Так или иначе, «болтались» туда-сюда все. Порой на тренировках Алых Стражников можно было увидеть Пая с Милианом и даже Джармина, а в библиотеку, пользуясь добрым расположением магистра Шарлу, порой заходили и Джуэл с Лайнувером (правда, сидели неизменно в разных концах читального зала).

По-другому обстояли дела у Балы и Косты. Бала с головой окунулся в жизнь рынка и таверны, куда стекались самые невероятные истории со всех уголков мира; где встречались интересные, а иногда и опасные люди. Общительного Мараскарана все это притягивало, как магнит. Он, хоть и не пил, но всегда брал кружку темного эля и числился добрым завсегдатаем. Многие специально приходили поглядеть на чернокожего воина с мечом без гарды и порасспросить его о Пути Сохраняющих Жизнь, а заодно и о Черных Островах.

Что касается Косты, то первую неделю он пропадал вместе с Паем и Милианом в библиотеке, читая отчего-то особо мрачные фолианты, вроде «Книги темных существ», и одиноко упражнялся с деревянным мечом по утрам, пока его никто не видел. Но потом у него обострилась старая хронь, кашель из поверхностного превратился в мокрый и булькающий грудной и уже не помогал, а только переворачивал застоявшееся в легких болото.

Коста отнесся к этому стоически, отказавшись от помощи и заявив, что так у него бывает и что скоро должно пройти. Болезнь он пережидал безмолвно и терпеливо, как старый кот. Насколько же привычными должны стать подобные страдания, чтобы заставить двенадцатилетнего мальчишку относиться к ним так спокойно?!.

Коста в основном лежал, завернувшись в одеяло, и бесконечно смотрел, как рисует Джармин. Разговаривать Оллардиан младший вообще перестал — так, видимо, ему было тяжело.

Когда Бала привел к больному заезжего мага-лекаря, которого встретил в таверне на празднике весны, от лечения магией упрямый мальчишка отказался наотрез, но позволил себя осмотреть. Маг безмолвно наложил несколько исследующих заклинаний и только головой покачал: «Физически он здоров абсолютно. Очень похоже на обострение магической аддикции. Скажи, не ходил ли ты по Ничейной Земле с магическими предметами, не встречал ли аномалий?.. — Вопросов он задал много, но ответ на все был один: нет. Никаких видимых причин для возникновения и тем более обострения болезни не было. И лекарь сдался: — Прости, парень… что не сумел тебе помочь».

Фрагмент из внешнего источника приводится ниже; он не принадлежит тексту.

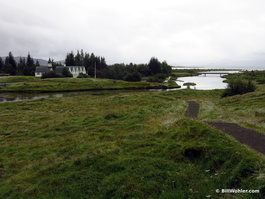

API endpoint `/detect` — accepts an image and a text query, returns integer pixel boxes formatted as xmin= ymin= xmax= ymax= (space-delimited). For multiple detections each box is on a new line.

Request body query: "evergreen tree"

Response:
xmin=4 ymin=52 xmax=17 ymax=75
xmin=148 ymin=57 xmax=161 ymax=75
xmin=24 ymin=53 xmax=36 ymax=76
xmin=0 ymin=57 xmax=4 ymax=73
xmin=17 ymin=57 xmax=27 ymax=75
xmin=35 ymin=59 xmax=40 ymax=66
xmin=65 ymin=51 xmax=75 ymax=66
xmin=75 ymin=50 xmax=83 ymax=66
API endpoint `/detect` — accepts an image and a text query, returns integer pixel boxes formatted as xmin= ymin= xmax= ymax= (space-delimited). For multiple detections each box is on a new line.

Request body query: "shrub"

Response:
xmin=41 ymin=71 xmax=62 ymax=79
xmin=147 ymin=73 xmax=167 ymax=83
xmin=77 ymin=73 xmax=89 ymax=78
xmin=62 ymin=67 xmax=73 ymax=77
xmin=124 ymin=71 xmax=142 ymax=82
xmin=222 ymin=79 xmax=256 ymax=97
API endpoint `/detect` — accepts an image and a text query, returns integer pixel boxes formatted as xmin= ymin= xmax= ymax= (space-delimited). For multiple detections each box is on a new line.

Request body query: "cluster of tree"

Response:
xmin=41 ymin=67 xmax=73 ymax=79
xmin=0 ymin=52 xmax=39 ymax=76
xmin=65 ymin=50 xmax=107 ymax=77
xmin=65 ymin=50 xmax=172 ymax=82
xmin=0 ymin=50 xmax=172 ymax=82
xmin=97 ymin=57 xmax=172 ymax=82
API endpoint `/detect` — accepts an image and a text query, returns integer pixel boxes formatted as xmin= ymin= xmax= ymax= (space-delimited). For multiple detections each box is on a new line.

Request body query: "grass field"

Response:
xmin=0 ymin=76 xmax=179 ymax=92
xmin=0 ymin=89 xmax=265 ymax=199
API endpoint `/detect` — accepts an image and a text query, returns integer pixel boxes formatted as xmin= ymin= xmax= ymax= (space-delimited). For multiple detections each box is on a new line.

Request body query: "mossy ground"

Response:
xmin=0 ymin=90 xmax=265 ymax=199
xmin=0 ymin=76 xmax=179 ymax=92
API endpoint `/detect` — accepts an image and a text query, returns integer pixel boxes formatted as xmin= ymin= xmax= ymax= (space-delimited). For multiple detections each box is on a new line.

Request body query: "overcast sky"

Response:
xmin=0 ymin=0 xmax=265 ymax=66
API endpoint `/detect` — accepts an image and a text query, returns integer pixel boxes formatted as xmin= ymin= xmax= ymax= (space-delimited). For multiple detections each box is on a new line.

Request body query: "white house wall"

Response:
xmin=66 ymin=66 xmax=86 ymax=78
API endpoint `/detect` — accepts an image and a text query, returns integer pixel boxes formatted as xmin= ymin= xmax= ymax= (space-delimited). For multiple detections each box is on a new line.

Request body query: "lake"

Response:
xmin=176 ymin=71 xmax=239 ymax=90
xmin=0 ymin=71 xmax=239 ymax=103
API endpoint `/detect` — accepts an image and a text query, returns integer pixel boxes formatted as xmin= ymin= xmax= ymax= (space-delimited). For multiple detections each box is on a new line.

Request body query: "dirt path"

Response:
xmin=207 ymin=122 xmax=265 ymax=155
xmin=185 ymin=101 xmax=265 ymax=155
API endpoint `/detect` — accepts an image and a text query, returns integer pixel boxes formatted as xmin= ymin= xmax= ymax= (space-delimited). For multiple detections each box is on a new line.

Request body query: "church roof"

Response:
xmin=35 ymin=66 xmax=50 ymax=73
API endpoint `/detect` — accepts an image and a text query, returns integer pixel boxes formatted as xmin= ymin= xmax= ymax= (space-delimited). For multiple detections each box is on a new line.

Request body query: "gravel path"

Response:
xmin=207 ymin=122 xmax=265 ymax=155
xmin=185 ymin=101 xmax=265 ymax=155
xmin=185 ymin=101 xmax=200 ymax=118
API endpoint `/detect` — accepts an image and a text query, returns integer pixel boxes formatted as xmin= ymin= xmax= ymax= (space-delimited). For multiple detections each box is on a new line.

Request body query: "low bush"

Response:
xmin=222 ymin=79 xmax=256 ymax=97
xmin=77 ymin=73 xmax=89 ymax=78
xmin=124 ymin=71 xmax=142 ymax=82
xmin=41 ymin=71 xmax=63 ymax=79
xmin=147 ymin=73 xmax=168 ymax=83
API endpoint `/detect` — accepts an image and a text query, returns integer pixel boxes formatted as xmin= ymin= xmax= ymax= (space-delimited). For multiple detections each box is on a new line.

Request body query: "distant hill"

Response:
xmin=2 ymin=57 xmax=64 ymax=66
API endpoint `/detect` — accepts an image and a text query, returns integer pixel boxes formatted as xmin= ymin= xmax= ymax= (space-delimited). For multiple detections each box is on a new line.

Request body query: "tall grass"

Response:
xmin=0 ymin=91 xmax=265 ymax=198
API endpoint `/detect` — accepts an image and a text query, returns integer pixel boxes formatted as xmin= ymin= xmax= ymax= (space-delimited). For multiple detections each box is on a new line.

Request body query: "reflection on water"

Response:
xmin=177 ymin=74 xmax=227 ymax=90
xmin=0 ymin=90 xmax=141 ymax=103
xmin=177 ymin=71 xmax=239 ymax=90
xmin=0 ymin=92 xmax=86 ymax=103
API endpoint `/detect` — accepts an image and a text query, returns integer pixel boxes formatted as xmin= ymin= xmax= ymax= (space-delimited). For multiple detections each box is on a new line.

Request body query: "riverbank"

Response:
xmin=0 ymin=76 xmax=180 ymax=93
xmin=0 ymin=89 xmax=265 ymax=199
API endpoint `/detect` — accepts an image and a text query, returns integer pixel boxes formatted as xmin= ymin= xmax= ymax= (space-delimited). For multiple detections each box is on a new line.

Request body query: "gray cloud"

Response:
xmin=0 ymin=0 xmax=265 ymax=65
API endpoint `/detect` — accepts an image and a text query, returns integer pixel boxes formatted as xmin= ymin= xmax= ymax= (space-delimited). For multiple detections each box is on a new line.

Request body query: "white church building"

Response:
xmin=35 ymin=64 xmax=86 ymax=78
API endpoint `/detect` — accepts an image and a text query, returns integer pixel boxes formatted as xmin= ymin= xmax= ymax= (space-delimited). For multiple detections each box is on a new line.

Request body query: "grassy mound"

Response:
xmin=0 ymin=91 xmax=265 ymax=198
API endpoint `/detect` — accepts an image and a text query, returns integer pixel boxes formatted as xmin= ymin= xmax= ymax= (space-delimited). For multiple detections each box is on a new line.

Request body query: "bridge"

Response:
xmin=198 ymin=71 xmax=232 ymax=76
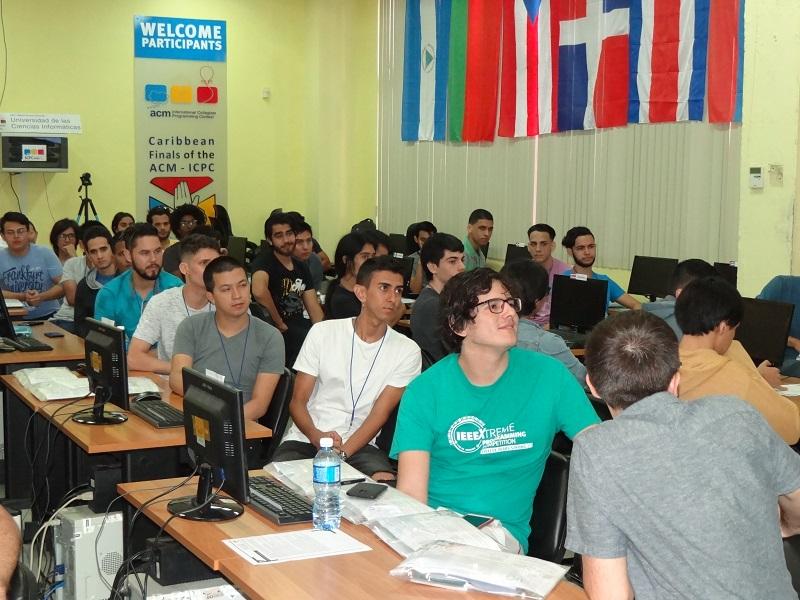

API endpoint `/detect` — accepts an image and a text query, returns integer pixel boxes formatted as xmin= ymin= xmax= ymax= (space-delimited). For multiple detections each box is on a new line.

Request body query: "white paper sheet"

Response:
xmin=223 ymin=529 xmax=372 ymax=565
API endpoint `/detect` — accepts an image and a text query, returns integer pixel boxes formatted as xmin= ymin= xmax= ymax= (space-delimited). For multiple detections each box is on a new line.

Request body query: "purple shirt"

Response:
xmin=533 ymin=257 xmax=570 ymax=325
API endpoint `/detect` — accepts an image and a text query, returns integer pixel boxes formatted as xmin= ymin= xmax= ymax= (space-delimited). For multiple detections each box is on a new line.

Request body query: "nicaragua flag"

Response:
xmin=401 ymin=0 xmax=451 ymax=141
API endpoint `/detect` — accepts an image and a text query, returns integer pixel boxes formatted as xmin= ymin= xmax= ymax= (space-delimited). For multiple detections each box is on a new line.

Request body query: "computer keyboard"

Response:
xmin=250 ymin=476 xmax=311 ymax=525
xmin=131 ymin=400 xmax=183 ymax=429
xmin=0 ymin=335 xmax=53 ymax=352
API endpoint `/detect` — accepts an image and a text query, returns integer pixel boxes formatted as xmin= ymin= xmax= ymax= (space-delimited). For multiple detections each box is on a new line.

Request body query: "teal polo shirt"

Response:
xmin=94 ymin=269 xmax=183 ymax=343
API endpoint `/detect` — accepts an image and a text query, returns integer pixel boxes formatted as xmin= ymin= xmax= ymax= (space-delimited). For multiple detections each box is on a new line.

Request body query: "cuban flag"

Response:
xmin=401 ymin=0 xmax=451 ymax=141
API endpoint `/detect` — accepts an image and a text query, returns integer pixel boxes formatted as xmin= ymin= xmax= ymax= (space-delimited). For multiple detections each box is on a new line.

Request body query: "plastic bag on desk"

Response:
xmin=390 ymin=542 xmax=567 ymax=600
xmin=366 ymin=509 xmax=500 ymax=556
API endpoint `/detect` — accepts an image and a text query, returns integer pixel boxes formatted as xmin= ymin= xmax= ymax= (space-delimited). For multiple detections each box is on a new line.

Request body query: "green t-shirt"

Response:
xmin=391 ymin=348 xmax=599 ymax=551
xmin=461 ymin=236 xmax=486 ymax=271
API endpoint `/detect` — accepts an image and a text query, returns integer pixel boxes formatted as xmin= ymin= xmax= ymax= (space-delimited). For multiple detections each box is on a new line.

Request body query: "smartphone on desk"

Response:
xmin=347 ymin=482 xmax=387 ymax=500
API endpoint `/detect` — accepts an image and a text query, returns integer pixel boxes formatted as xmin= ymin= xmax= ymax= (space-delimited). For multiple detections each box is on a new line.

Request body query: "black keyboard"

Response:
xmin=250 ymin=476 xmax=311 ymax=525
xmin=0 ymin=335 xmax=53 ymax=352
xmin=131 ymin=400 xmax=183 ymax=429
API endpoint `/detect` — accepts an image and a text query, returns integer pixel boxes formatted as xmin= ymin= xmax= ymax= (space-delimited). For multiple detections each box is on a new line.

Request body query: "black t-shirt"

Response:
xmin=251 ymin=252 xmax=314 ymax=324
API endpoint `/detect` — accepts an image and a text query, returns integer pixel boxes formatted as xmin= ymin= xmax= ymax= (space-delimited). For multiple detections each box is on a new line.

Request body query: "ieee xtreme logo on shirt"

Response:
xmin=447 ymin=415 xmax=533 ymax=454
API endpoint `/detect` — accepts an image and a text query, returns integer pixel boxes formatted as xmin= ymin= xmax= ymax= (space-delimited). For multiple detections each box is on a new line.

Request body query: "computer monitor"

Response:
xmin=506 ymin=244 xmax=532 ymax=264
xmin=714 ymin=263 xmax=739 ymax=287
xmin=72 ymin=318 xmax=128 ymax=425
xmin=628 ymin=256 xmax=678 ymax=302
xmin=167 ymin=368 xmax=250 ymax=521
xmin=389 ymin=233 xmax=408 ymax=258
xmin=735 ymin=298 xmax=794 ymax=368
xmin=227 ymin=235 xmax=247 ymax=265
xmin=550 ymin=275 xmax=608 ymax=333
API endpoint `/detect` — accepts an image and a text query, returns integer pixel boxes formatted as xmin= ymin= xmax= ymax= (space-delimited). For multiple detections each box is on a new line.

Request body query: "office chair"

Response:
xmin=258 ymin=367 xmax=294 ymax=463
xmin=528 ymin=451 xmax=569 ymax=563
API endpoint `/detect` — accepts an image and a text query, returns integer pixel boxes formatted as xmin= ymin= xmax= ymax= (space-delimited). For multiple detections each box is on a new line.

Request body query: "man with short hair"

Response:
xmin=251 ymin=213 xmax=323 ymax=366
xmin=128 ymin=233 xmax=220 ymax=375
xmin=675 ymin=276 xmax=800 ymax=444
xmin=566 ymin=310 xmax=800 ymax=600
xmin=561 ymin=226 xmax=642 ymax=312
xmin=273 ymin=256 xmax=420 ymax=479
xmin=292 ymin=220 xmax=325 ymax=291
xmin=463 ymin=208 xmax=494 ymax=271
xmin=169 ymin=256 xmax=284 ymax=420
xmin=94 ymin=223 xmax=183 ymax=344
xmin=642 ymin=258 xmax=719 ymax=341
xmin=75 ymin=226 xmax=117 ymax=337
xmin=528 ymin=223 xmax=569 ymax=327
xmin=391 ymin=268 xmax=598 ymax=552
xmin=0 ymin=212 xmax=64 ymax=319
xmin=411 ymin=233 xmax=464 ymax=362
xmin=146 ymin=206 xmax=173 ymax=250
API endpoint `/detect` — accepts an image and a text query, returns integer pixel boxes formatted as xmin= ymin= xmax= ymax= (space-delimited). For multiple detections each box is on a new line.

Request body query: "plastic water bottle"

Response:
xmin=313 ymin=438 xmax=342 ymax=531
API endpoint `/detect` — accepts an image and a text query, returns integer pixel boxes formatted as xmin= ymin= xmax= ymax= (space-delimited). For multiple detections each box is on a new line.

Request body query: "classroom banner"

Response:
xmin=133 ymin=16 xmax=228 ymax=219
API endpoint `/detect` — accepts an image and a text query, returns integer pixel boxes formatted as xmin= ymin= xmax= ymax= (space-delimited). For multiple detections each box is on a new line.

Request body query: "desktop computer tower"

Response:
xmin=55 ymin=506 xmax=123 ymax=600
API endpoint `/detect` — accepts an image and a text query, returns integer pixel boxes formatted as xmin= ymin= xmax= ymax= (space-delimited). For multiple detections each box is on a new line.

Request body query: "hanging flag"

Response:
xmin=401 ymin=0 xmax=450 ymax=141
xmin=447 ymin=0 xmax=503 ymax=142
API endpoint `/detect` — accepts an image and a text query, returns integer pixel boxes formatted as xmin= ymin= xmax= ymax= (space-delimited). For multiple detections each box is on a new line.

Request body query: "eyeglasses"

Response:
xmin=475 ymin=298 xmax=522 ymax=315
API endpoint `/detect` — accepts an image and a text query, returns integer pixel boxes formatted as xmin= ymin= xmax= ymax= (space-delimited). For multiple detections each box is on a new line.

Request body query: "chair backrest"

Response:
xmin=528 ymin=451 xmax=569 ymax=563
xmin=258 ymin=367 xmax=294 ymax=462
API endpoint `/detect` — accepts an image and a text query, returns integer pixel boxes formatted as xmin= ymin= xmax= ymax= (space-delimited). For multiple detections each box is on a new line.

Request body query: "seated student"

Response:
xmin=292 ymin=220 xmax=325 ymax=291
xmin=250 ymin=213 xmax=323 ymax=367
xmin=50 ymin=220 xmax=105 ymax=333
xmin=500 ymin=260 xmax=586 ymax=385
xmin=528 ymin=223 xmax=569 ymax=327
xmin=164 ymin=204 xmax=206 ymax=277
xmin=756 ymin=275 xmax=800 ymax=377
xmin=74 ymin=225 xmax=117 ymax=337
xmin=145 ymin=206 xmax=174 ymax=251
xmin=406 ymin=221 xmax=436 ymax=294
xmin=642 ymin=258 xmax=718 ymax=340
xmin=411 ymin=233 xmax=464 ymax=362
xmin=391 ymin=268 xmax=598 ymax=552
xmin=272 ymin=257 xmax=421 ymax=479
xmin=675 ymin=276 xmax=800 ymax=444
xmin=128 ymin=233 xmax=220 ymax=374
xmin=94 ymin=223 xmax=183 ymax=344
xmin=566 ymin=310 xmax=800 ymax=600
xmin=325 ymin=232 xmax=375 ymax=319
xmin=0 ymin=212 xmax=64 ymax=320
xmin=561 ymin=226 xmax=642 ymax=312
xmin=111 ymin=229 xmax=132 ymax=273
xmin=463 ymin=208 xmax=494 ymax=271
xmin=169 ymin=256 xmax=284 ymax=420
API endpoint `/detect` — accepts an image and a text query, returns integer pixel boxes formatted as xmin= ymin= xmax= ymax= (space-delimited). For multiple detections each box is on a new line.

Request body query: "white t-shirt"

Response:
xmin=133 ymin=286 xmax=214 ymax=361
xmin=283 ymin=318 xmax=422 ymax=442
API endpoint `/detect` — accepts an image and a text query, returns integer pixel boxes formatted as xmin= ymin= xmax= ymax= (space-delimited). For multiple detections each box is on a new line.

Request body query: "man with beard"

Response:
xmin=252 ymin=213 xmax=323 ymax=367
xmin=561 ymin=226 xmax=642 ymax=311
xmin=94 ymin=223 xmax=183 ymax=343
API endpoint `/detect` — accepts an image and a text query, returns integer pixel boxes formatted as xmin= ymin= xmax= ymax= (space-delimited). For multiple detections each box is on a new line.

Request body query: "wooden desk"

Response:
xmin=117 ymin=472 xmax=586 ymax=600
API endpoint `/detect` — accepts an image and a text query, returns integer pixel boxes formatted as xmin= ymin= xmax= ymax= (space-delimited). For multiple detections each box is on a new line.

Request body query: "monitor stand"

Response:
xmin=167 ymin=464 xmax=244 ymax=521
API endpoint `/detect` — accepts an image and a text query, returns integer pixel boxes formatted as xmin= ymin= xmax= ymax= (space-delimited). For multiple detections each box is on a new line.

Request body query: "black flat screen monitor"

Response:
xmin=628 ymin=256 xmax=678 ymax=302
xmin=167 ymin=368 xmax=245 ymax=521
xmin=72 ymin=318 xmax=128 ymax=425
xmin=2 ymin=135 xmax=69 ymax=173
xmin=227 ymin=235 xmax=247 ymax=265
xmin=550 ymin=275 xmax=608 ymax=332
xmin=506 ymin=244 xmax=532 ymax=264
xmin=389 ymin=233 xmax=408 ymax=258
xmin=735 ymin=298 xmax=794 ymax=368
xmin=714 ymin=263 xmax=739 ymax=287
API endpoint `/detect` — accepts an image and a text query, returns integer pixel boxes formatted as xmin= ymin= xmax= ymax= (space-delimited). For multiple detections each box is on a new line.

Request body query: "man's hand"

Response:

Магическая аддикция — диагноз страшный, ибо излечения от этого нет, но Коста принял его со спокойным кивком, будто уже знал. У седовласого мага при виде храброго умирающего мальчишки сердце болезненно сжалось… Он ушел, не взяв с Балы ни медяшки, даже за потраченное впустую драгоценное время.


Так продолжалось целую неделю. Коста, который и раньше-то был болезненно худ, теперь и вовсе таял на глазах. И помочь ему было нельзя. Даже вернись они в храм у леса Магров, весь Орден Горящего Обсидиана мог бы лишь наблюдать, как медленно умирает Коста… Перед неизведанным явлением магической аддикции разведут руками и миродержцы.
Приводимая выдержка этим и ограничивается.